Evaluate & Compare

To objectively demonstrate the value of artworks and research, it is not enough to say "it seems good" --- you need to show how experiencers felt using numbers and data. This section introduces evaluation methods from three perspectives: what to measure, how to measure it, and how to compare and dig deeper.

What to Measure

First, let's clarify "What are we actually measuring?"

1. UX (User Experience)

UX refers to everything a user feels when using or experiencing a product, service, or artwork. "It was easy to use," "It was interesting," "I want to experience it again" --- all of these are part of UX.

UX evaluation of interactive products is mainly divided into the following two qualities:

Pragmatic quality --- Qualities related to achieving a goal: "Is it easy to use?" "Is it understandable?" "Is it efficient?" For a smartphone app, this means "Can I quickly reach the desired function?"
Hedonic quality --- Qualities related to emotional and affective satisfaction: "Is it interesting?" "Is it novel?" "Is it attractive?" For a smartphone app, this means "Is it exciting to use?"

Why divide into two?

There are products that are "easy to use but boring" and products that are "hard to use but interesting." By evaluating both qualities separately, you can clearly identify what the strengths and areas for improvement of a work are.

2. Impression

When evaluating the impression received from a subject, we assess it through multiple adjectives and onomatopoeia.
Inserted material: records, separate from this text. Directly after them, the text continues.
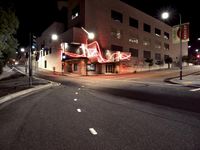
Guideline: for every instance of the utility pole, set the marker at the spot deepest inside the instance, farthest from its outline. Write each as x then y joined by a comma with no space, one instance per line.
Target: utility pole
30,61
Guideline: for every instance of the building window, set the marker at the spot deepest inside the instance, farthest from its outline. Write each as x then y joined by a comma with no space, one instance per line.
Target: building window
157,56
75,12
147,28
116,33
166,46
166,35
133,22
134,52
133,39
45,64
116,48
91,67
75,67
158,45
147,54
117,16
146,42
157,32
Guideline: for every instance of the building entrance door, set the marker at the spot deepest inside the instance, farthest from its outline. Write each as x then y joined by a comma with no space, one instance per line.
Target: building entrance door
110,68
69,68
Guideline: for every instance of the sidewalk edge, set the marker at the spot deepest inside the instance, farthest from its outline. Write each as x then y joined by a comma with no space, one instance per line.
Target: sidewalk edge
23,92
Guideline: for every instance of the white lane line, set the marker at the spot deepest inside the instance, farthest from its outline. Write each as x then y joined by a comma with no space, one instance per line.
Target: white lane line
92,131
78,110
194,90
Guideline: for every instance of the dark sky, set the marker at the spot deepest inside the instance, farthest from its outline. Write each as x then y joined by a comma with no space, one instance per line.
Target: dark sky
36,15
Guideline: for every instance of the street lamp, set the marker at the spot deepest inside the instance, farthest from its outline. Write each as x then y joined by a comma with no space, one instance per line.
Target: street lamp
90,36
55,37
165,15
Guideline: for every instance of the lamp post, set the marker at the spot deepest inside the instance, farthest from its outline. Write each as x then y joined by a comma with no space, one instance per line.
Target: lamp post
165,15
55,37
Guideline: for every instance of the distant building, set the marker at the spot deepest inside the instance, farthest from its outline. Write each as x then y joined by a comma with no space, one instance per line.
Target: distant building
124,38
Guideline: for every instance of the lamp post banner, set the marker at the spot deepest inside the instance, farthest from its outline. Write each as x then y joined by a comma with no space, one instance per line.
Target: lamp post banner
184,34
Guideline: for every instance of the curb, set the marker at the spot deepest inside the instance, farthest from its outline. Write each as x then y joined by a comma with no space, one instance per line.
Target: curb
30,90
169,80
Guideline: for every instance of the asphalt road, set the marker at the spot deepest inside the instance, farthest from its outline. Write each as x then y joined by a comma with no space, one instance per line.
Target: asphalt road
88,114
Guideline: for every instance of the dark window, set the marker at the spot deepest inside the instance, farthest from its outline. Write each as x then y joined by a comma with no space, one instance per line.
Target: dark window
45,64
49,50
166,46
134,52
133,22
75,12
117,16
157,32
91,67
75,67
147,54
166,35
147,27
116,48
157,56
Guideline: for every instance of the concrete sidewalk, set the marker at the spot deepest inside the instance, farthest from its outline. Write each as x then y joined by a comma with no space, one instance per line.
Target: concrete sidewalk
191,80
14,84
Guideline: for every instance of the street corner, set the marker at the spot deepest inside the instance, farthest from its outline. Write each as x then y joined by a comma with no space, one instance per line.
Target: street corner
27,91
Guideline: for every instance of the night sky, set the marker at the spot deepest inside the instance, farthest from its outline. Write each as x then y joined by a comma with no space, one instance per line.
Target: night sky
36,15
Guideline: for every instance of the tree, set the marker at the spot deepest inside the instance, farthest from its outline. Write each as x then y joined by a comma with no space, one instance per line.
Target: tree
9,24
168,60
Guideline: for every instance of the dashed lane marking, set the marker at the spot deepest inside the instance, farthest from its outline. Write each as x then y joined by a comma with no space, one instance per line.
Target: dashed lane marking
194,90
78,110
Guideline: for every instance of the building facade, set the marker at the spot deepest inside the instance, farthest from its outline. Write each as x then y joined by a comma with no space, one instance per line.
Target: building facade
124,38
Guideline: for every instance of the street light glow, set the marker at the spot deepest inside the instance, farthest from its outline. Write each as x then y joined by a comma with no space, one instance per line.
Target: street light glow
165,15
22,50
54,37
91,36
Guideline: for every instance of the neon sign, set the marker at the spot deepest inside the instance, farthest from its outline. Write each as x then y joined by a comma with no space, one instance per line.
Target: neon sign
93,52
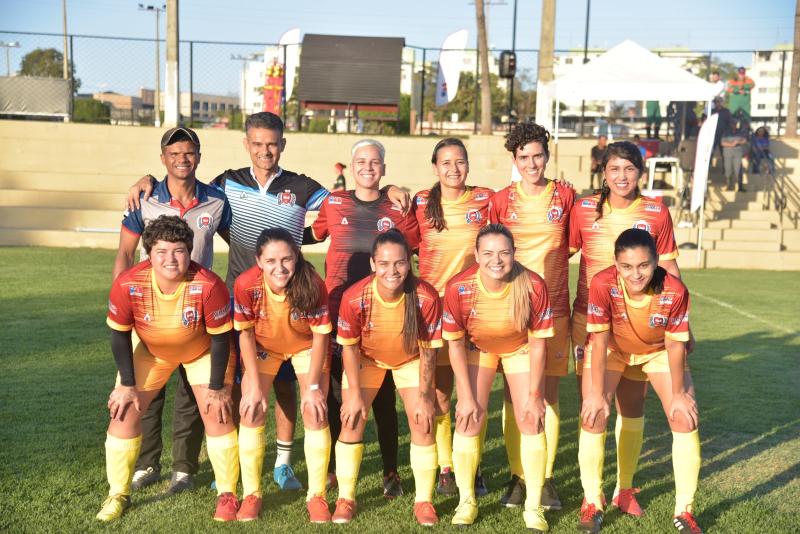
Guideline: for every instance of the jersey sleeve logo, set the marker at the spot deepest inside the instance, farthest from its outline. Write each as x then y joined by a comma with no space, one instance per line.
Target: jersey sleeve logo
384,224
204,221
554,214
287,198
473,216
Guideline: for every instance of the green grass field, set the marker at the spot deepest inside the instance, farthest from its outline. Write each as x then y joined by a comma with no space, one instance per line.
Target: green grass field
56,371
For example, the impression of a work is quantified on scales of opposing word pairs such as "bright <-> dark" and "soft <-> hard." A single adjective cannot capture the full impression, so by combining multiple adjective pairs, we can objectively grasp multifaceted impressions.

3. Preference

The intuitive feeling that something is good, fitting, or appropriate. Unlike impressions, preference includes a "personal value judgment." Even for the same work, preferences vary greatly between individuals.

4. Emotion

The P(V)AD model is well known for measuring emotions:

Dimension	Meaning	Example
Pleasure / Valence	Positive <-> Negative	Happy <-> Sad
Arousal	Excited <-> Calm	Thrilling <-> Relaxed
Dominance	Dominant <-> Submissive	In control <-> Overwhelmed

Emotions received from content are often evaluated on two axes: valence and arousal. For example, horror movies are positioned as "unpleasant x high arousal," and healing music as "pleasant x low arousal."

How to Measure

1. SD (Semantic Differential) Method

A method for objectively quantifying and analyzing the impressions people receive from artworks, products, etc.

How it works: Prepare multiple pairs of opposing adjectives (adjective pairs) such as "bright - dark" and "artificial - natural," and have respondents rate each on a 5- or 7-point scale indicating which adjective they lean toward (reference).

Interpreting results: Connecting the mean values of each adjective pair in a line graph reveals the "impression profile" of the subject. By overlaying multiple works or conditions on the same graph, differences in impressions become immediately apparent.

Example

When comparing impressions of "a particular acoustic artwork" and "conventional speaker playback":

Work A: Leans toward "fantastic," "dynamic," "comfortable"
Work B: Leans toward "realistic," "static," "unsettling"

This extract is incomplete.